PMData <- data.frame(PlusMinus = AvgPM)
Logit <- predict(PlusMinusModel, PMData)
Odds <- exp(Logit)
Odds
## 1
## 0.7471254
## 1
## 0.4276312
We get an odds of 0.75 and a probability of 0.428 (almost identical to the values when having Minutes as a predictor), which means Westbrook has a 3:4 odds and a 42.8% chance of recording a triple-double with a +4 point differential when playing.
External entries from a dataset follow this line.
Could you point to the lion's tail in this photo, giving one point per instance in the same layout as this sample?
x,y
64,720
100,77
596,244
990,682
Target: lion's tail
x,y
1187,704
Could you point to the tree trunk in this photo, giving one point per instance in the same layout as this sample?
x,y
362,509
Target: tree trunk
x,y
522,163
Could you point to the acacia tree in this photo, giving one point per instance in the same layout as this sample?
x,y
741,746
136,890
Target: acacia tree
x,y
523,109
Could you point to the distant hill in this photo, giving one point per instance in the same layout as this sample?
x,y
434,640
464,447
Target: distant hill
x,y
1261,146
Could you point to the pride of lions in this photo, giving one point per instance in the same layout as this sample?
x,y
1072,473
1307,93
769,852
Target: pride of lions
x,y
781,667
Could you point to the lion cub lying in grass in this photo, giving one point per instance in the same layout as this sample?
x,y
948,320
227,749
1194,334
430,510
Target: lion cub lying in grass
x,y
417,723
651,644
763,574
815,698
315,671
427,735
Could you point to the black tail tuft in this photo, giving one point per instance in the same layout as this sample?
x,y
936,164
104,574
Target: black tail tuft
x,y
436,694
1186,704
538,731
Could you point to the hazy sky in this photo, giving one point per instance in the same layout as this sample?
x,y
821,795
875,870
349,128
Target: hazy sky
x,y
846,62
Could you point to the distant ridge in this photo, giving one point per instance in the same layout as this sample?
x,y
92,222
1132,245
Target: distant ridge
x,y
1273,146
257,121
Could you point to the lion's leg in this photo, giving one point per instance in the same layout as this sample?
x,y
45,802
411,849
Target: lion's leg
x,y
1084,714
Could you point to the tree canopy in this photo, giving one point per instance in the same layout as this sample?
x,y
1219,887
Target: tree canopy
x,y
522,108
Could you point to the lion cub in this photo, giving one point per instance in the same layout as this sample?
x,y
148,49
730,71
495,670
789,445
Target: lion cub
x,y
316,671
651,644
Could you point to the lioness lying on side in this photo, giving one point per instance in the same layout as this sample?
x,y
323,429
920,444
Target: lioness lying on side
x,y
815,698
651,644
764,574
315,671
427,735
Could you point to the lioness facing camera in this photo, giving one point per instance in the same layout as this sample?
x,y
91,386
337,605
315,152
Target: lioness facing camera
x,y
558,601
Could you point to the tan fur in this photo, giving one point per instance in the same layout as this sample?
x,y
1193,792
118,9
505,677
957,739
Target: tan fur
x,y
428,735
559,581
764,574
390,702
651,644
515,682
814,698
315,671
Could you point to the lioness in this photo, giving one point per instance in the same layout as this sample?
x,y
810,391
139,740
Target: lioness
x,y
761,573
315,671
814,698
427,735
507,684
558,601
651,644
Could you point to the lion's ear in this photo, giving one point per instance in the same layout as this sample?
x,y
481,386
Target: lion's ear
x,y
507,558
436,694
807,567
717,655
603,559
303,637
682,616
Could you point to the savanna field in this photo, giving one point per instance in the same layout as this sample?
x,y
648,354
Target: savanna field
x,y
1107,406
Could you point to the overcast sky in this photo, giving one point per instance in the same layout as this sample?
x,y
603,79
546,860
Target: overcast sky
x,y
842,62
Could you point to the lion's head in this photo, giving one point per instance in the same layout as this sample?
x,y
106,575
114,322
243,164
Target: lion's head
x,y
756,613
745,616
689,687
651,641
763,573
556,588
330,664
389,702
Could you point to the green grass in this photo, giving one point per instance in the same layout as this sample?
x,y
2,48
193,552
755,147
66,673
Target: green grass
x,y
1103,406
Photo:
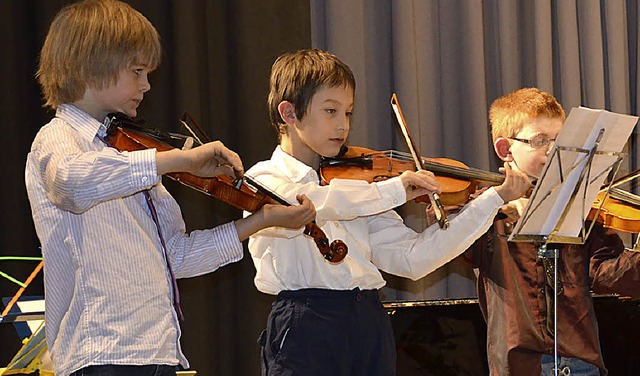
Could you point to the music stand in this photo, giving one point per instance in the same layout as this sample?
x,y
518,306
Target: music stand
x,y
587,149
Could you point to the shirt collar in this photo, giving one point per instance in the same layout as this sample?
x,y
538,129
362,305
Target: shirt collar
x,y
86,125
292,167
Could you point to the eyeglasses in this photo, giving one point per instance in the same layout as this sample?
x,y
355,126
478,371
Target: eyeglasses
x,y
538,141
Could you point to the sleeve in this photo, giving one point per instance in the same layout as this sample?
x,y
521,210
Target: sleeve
x,y
613,270
342,199
399,250
200,251
76,179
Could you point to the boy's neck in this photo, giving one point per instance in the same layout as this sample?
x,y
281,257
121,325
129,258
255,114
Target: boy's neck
x,y
300,152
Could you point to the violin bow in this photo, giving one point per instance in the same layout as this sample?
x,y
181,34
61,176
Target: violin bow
x,y
441,216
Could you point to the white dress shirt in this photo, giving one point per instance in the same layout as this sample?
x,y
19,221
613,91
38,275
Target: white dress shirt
x,y
360,214
108,293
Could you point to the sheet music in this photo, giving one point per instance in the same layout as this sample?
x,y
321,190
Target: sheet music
x,y
567,162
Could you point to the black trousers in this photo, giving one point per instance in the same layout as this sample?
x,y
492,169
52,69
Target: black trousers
x,y
328,332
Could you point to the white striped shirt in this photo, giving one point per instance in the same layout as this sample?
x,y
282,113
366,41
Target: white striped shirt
x,y
107,289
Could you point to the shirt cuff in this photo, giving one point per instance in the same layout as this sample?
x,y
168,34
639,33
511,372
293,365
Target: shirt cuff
x,y
393,188
143,167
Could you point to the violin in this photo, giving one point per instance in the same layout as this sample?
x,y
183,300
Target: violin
x,y
458,181
127,134
620,210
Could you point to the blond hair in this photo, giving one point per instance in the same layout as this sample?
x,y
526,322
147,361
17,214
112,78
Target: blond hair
x,y
509,113
89,43
297,76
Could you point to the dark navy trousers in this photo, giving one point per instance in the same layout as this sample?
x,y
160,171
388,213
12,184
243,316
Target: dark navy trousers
x,y
328,332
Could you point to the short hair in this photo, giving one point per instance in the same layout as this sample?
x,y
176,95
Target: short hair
x,y
89,43
509,113
297,76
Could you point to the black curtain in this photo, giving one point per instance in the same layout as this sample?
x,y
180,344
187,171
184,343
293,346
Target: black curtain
x,y
216,65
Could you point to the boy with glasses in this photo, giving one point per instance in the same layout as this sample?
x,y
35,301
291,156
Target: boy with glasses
x,y
514,291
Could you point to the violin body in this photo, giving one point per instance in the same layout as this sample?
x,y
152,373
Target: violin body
x,y
220,186
616,212
126,134
457,180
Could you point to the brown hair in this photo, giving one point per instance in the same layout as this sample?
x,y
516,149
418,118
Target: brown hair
x,y
509,113
89,43
297,76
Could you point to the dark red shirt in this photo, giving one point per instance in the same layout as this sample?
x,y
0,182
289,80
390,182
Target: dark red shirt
x,y
516,301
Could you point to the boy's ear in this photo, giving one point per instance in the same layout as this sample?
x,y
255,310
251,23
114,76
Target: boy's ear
x,y
502,147
287,112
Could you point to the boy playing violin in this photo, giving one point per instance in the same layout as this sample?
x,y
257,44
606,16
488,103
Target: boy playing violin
x,y
328,318
515,295
113,238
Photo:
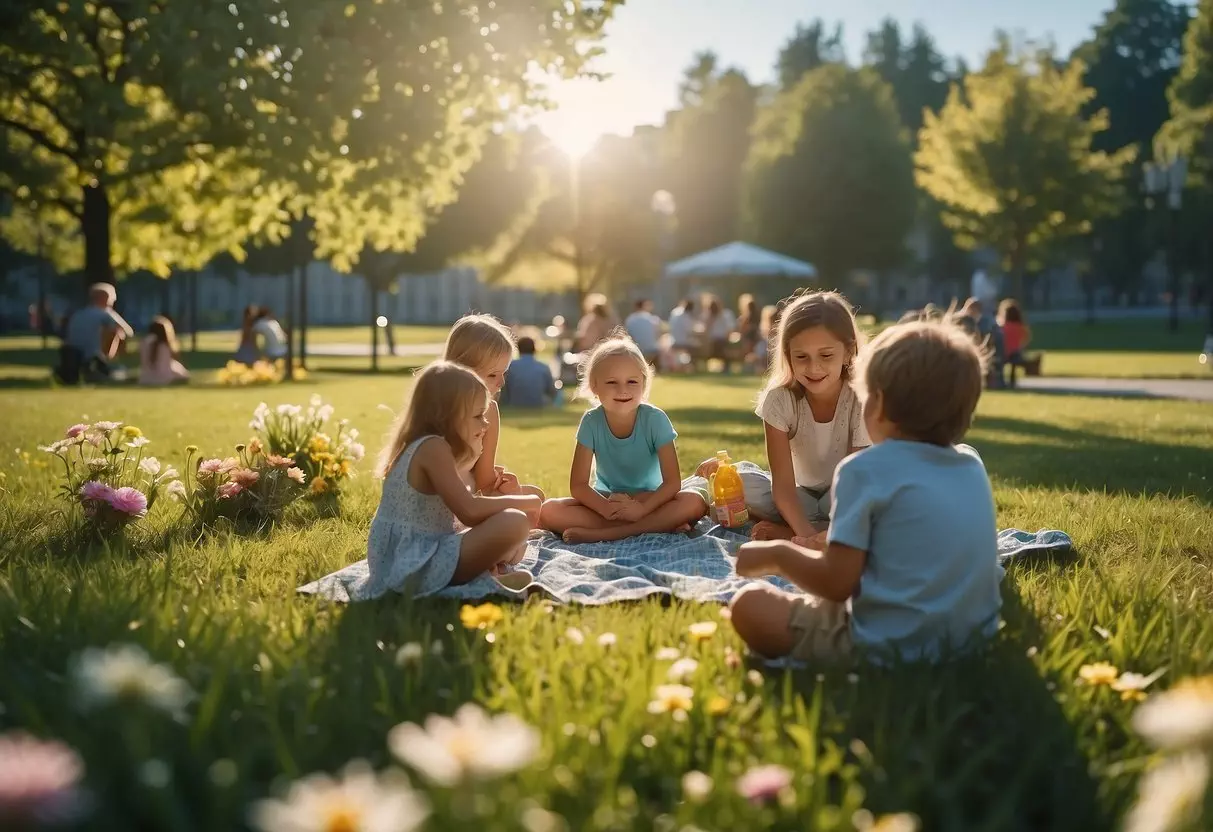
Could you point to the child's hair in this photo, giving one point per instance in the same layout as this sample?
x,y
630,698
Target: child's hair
x,y
1009,312
829,309
443,397
929,376
619,343
163,335
477,341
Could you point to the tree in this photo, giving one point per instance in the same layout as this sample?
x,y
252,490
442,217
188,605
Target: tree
x,y
807,50
830,175
705,146
1011,159
127,119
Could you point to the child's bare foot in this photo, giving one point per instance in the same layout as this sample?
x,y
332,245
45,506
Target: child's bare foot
x,y
768,530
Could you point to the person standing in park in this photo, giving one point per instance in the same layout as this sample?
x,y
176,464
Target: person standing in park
x,y
529,381
644,329
94,338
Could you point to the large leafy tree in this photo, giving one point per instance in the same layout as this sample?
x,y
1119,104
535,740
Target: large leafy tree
x,y
159,134
1011,158
830,175
705,146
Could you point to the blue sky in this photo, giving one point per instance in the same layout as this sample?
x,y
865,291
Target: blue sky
x,y
650,41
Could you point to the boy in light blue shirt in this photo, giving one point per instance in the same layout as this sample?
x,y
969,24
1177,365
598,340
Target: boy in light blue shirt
x,y
911,568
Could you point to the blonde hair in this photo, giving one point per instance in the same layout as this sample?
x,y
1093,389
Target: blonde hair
x,y
443,397
929,375
476,341
618,345
829,309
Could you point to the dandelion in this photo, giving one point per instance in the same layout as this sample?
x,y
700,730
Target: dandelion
x,y
470,746
483,616
1180,717
359,801
1100,673
676,700
125,672
763,782
1171,796
409,654
39,782
682,668
696,786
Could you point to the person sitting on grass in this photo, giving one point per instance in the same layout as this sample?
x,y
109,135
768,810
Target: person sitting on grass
x,y
637,486
910,568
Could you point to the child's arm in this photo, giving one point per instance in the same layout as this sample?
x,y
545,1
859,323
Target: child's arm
x,y
581,490
438,465
832,574
484,472
782,480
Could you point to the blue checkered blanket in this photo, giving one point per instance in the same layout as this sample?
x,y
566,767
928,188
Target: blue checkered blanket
x,y
696,566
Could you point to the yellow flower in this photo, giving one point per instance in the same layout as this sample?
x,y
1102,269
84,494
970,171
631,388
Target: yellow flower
x,y
1100,673
482,616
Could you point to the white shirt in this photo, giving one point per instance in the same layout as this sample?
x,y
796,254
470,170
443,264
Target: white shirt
x,y
275,340
682,328
816,446
644,328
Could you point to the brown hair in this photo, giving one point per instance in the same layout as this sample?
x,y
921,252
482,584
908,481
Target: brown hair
x,y
829,309
476,341
443,397
928,375
619,343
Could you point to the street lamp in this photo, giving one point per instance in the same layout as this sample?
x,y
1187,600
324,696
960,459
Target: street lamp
x,y
1167,178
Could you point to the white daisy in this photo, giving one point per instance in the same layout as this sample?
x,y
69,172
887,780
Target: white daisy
x,y
472,745
359,801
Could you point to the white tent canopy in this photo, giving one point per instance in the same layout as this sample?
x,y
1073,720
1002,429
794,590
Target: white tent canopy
x,y
739,260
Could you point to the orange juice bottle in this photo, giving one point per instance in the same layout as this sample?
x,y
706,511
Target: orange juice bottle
x,y
728,495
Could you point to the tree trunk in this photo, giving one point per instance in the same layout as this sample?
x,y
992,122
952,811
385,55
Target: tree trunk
x,y
95,226
374,291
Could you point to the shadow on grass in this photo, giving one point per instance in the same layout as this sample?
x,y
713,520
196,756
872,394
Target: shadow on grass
x,y
1058,457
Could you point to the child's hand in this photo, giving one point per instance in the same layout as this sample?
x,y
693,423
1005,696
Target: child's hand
x,y
758,559
707,467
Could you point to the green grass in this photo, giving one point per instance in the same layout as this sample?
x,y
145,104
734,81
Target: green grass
x,y
288,685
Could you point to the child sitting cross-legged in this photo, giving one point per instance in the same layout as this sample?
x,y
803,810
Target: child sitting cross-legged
x,y
910,568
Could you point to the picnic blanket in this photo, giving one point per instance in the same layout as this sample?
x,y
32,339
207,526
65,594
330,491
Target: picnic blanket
x,y
695,566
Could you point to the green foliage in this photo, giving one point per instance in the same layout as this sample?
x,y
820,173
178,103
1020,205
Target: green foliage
x,y
830,174
1011,158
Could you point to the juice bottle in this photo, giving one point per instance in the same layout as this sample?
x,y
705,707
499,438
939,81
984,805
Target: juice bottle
x,y
728,495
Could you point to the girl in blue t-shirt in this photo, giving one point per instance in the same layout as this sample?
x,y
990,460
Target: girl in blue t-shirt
x,y
625,478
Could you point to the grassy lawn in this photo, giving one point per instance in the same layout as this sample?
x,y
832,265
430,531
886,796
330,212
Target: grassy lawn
x,y
284,685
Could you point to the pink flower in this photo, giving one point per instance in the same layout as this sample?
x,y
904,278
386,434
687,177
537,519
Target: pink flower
x,y
245,477
39,782
764,782
129,501
95,490
208,468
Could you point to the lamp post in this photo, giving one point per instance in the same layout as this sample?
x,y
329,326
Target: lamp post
x,y
1165,187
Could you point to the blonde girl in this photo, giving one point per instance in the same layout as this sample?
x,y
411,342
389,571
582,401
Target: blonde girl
x,y
430,530
625,478
484,345
812,416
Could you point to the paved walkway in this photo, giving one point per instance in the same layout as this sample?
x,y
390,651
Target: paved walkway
x,y
1144,388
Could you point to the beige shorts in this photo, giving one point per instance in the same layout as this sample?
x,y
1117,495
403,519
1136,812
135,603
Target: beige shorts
x,y
820,630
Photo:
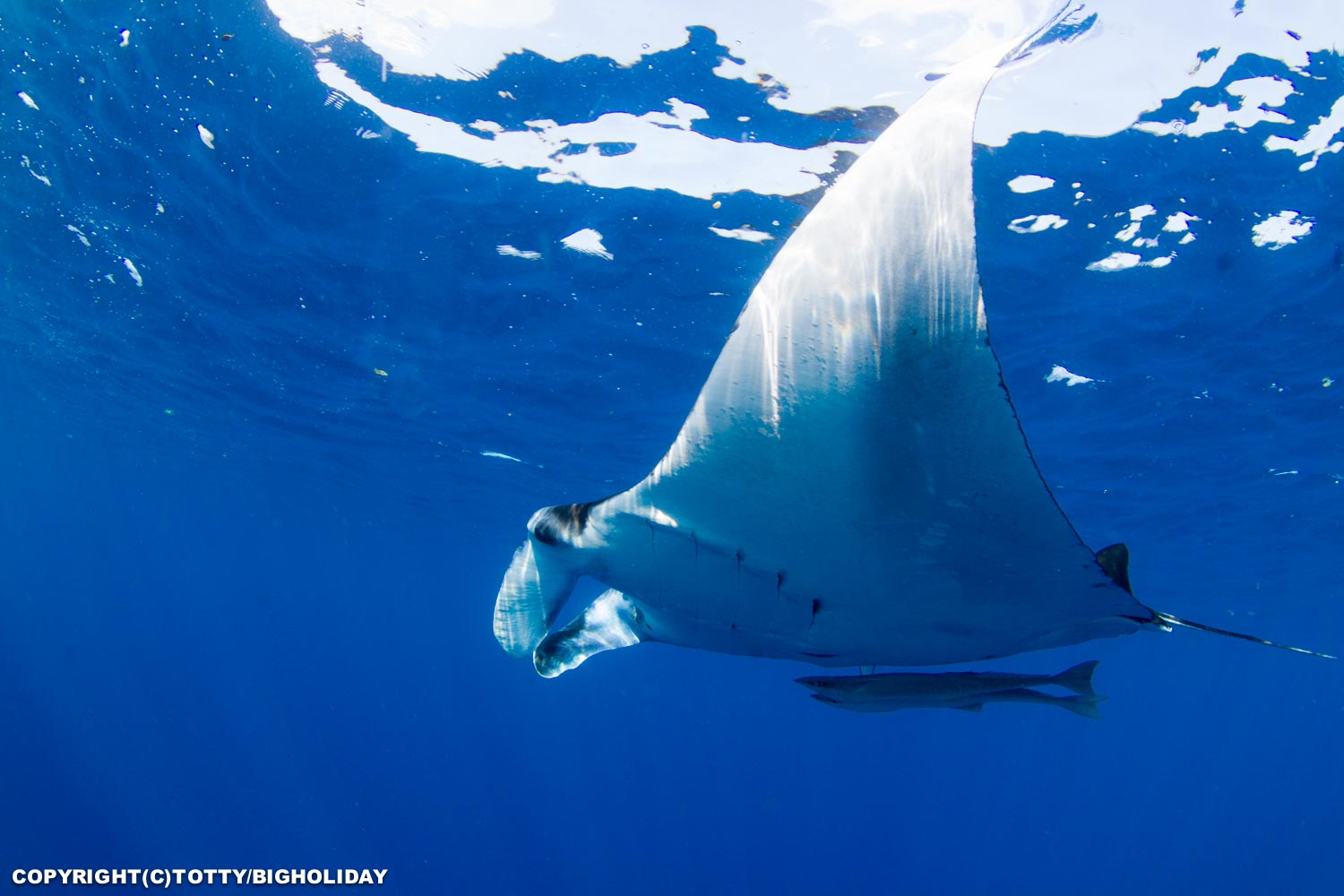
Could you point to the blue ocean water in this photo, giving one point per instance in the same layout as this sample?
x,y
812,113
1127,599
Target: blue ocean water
x,y
254,513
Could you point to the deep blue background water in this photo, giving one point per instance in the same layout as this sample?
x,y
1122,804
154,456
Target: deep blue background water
x,y
247,583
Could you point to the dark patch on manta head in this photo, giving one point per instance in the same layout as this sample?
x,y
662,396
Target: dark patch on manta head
x,y
562,522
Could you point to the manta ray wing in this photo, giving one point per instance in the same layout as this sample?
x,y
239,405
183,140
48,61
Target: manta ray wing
x,y
852,485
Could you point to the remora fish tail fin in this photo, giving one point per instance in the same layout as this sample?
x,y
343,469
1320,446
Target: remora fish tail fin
x,y
1166,621
609,622
534,590
1085,707
1078,678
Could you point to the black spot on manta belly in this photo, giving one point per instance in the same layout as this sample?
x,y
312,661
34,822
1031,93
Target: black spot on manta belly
x,y
564,521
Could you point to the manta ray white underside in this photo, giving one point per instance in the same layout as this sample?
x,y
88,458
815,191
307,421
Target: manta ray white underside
x,y
852,485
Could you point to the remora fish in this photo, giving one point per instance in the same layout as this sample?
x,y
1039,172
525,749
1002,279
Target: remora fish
x,y
969,691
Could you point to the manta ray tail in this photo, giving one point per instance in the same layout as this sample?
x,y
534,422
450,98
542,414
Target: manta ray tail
x,y
609,622
1167,621
1078,678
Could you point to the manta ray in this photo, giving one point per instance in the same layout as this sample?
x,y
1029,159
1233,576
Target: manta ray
x,y
852,487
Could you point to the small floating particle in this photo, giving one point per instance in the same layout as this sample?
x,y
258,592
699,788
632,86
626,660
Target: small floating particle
x,y
502,455
1061,374
588,242
504,249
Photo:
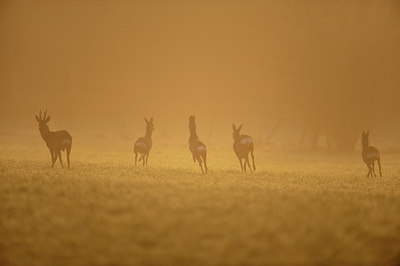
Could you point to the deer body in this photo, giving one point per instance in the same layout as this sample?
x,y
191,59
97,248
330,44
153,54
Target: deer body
x,y
196,147
56,141
242,146
370,155
143,145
6.3 Minutes, Plus/Minus, and Result
The last model we’re going to take a look at is a multiple logistic regression model of predicting triple-double, with Result, Minutes, and Plus/Minus - the 3 factors that gave us the best single (one-predictor) models above - as the 3 predictors.
## Estimate Std. Error z value Pr(>|z|)
## (Intercept) -6.1671451 1.59672642 -3.862368 0.0001122932
## ResultWin 1.2538745 0.39059605 3.210157 0.0013266264
## Minutes 0.1407024 0.04309919 3.264619 0.0010961150
## PlusMinus 0.0173258 0.01670633 1.037080 0.2996987535
Based on the coefficients table, we don’t have evidence that Plus/Minus is a helpful predictor of triple-double, after accounting for Win and Minutes. On the other hand, Win and Minutes are helpful in predicting whether Westbrook had a triple-double, after accounting for the other two factors.
Lastly, we’re going to carry out a drop-in deviance test to check whether the two numerical factors Minutes and Plus/Minus together are significant predictors of Triple-double, after accounting for Result. The null hypothesis is the full model (Result, Minutes, Plus/Minus) is the same as the reduced model with Result as the only predictor for Triple-double, whereas the alternative hypothesis is the full model is better than the reduced model. To get the answer, we have to get the difference in deviances and degrees of freedom between the full and reduced model, which will then allow us to obtain a p-value from the upper tail of a Chi-square distribution.
## Analysis of Deviance Table
##
## Model 1: TripDbl ~ Result
## Model 2: TripDbl ~ Result + Minutes + PlusMinus
## Resid. Df Resid. Dev Df Deviance Pr(>Chi)
## 1 232 296.35
## 2 230 283.78 2 12.566 0.001868 **
## ---
## Signif. codes: 0 '***' 0.001 '**' 0.01 '*' 0.05 '.' 0.1 ' ' 1
The drop-in-deviance test statistic (G) is 296.4 - 238.8 = 12.6 on 232 - 230 = 2 degrees of freedom, producing a p-value of 0.002. Hence this provides us evidence that the full model is better than the reduced model, thus Minutes and Plus/Minus together are helpful in explaining triple-double outcome, over and above game result.